3D printing? Plasma cutters? High-power lasers? UT has your back.
“One of the things that’s really special here is that the first day you show up — the first hour you’re here — you can be making things, learning how to make things that you did not know about before,” said Scott Evans, director of Longhorn Maker Studio, an engineering resource.
UT offers a large number of resources to its community. Students from a wide range of fields can utilize these resources to make the most of their experiences at UT. The following resources are just a few of the spaces and services available to Texas science and engineering students.
Cockrell School of Engineering Resources:
Located in the Engineering Teaching Center, the Longhorn Maker Studio is a workshop where Cockrell students are free to design and create. Available equipment includes laser cutters, 3D printers, plasma cutters, computer numeric control machines, industrial sewing machines and graphical programming tools. Engineering students can receive training and use equipment at no cost.
“We provide a facility where undergraduates can invent things, solve problems, do whatever they want,” Evans said. “Part of what makes an engineer good is the skills for creating complete solutions and working in teams.”
The Engineering Teaching Center is also home to the Innovation Station, a standalone 3D printer available to students. Students can upload designs remotely and pick up them up after they’re printed.

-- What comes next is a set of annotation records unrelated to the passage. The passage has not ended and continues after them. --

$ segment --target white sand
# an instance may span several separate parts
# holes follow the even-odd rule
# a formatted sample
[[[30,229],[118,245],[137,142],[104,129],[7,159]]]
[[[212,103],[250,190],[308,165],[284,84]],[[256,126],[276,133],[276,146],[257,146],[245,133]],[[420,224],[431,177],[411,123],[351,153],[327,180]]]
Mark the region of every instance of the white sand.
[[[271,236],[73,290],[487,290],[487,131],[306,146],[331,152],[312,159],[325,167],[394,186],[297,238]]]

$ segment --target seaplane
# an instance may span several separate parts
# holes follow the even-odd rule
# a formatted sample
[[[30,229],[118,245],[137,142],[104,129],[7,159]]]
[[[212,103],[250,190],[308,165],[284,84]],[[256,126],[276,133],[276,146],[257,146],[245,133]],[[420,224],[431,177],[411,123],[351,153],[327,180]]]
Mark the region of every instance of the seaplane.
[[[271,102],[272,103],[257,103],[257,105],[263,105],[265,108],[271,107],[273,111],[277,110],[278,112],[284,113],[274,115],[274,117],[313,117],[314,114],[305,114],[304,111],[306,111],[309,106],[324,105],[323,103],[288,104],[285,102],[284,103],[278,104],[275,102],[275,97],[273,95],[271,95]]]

College of Natural Sciences Resources:
Machinists at the Physics Machine Shop create unique instruments needed by College of Natural Sciences students and researchers that are unavailable elsewhere. The lab has created equipment that ranges from muon detectors to devices that take photos of atoms. The department also has the Physics Student Machine Shop, where students can make their own instruments.
“If they’re willing to get their hands dirty and do their own stuff, they’re more than welcome to do that,” said Allan Schroeder, supervisor of the Physics Machine Shop. “The students that come through here are so incredibly intelligent and they had some really great designs — that’s what makes it so interesting for me.”
The Physics department has other facilities for graduate research, including a cryogenic laboratory, laser sciences and nuclear magnetic resonance laboratories. The RLM building houses the Texas Petawatt Laser, the highest power laser in the world.
The College of Natural Sciences also offers access to many other facilities including labs for genetic engineering and proteomics, as well as a large collection of algal samples for research.
Additional Resources:
The Texas Advanced Computing Center has supercomputers that perform complex calculations for a broad range of research topics. Researchers use these facilities for researching cancer, engineering rockets and predicting the weather. The center collaborates with researchers from all fields. Dan Stanzione, center director, recommends that interested students first take classes on supercomputing from UT’s Department of Statistics and Data Science.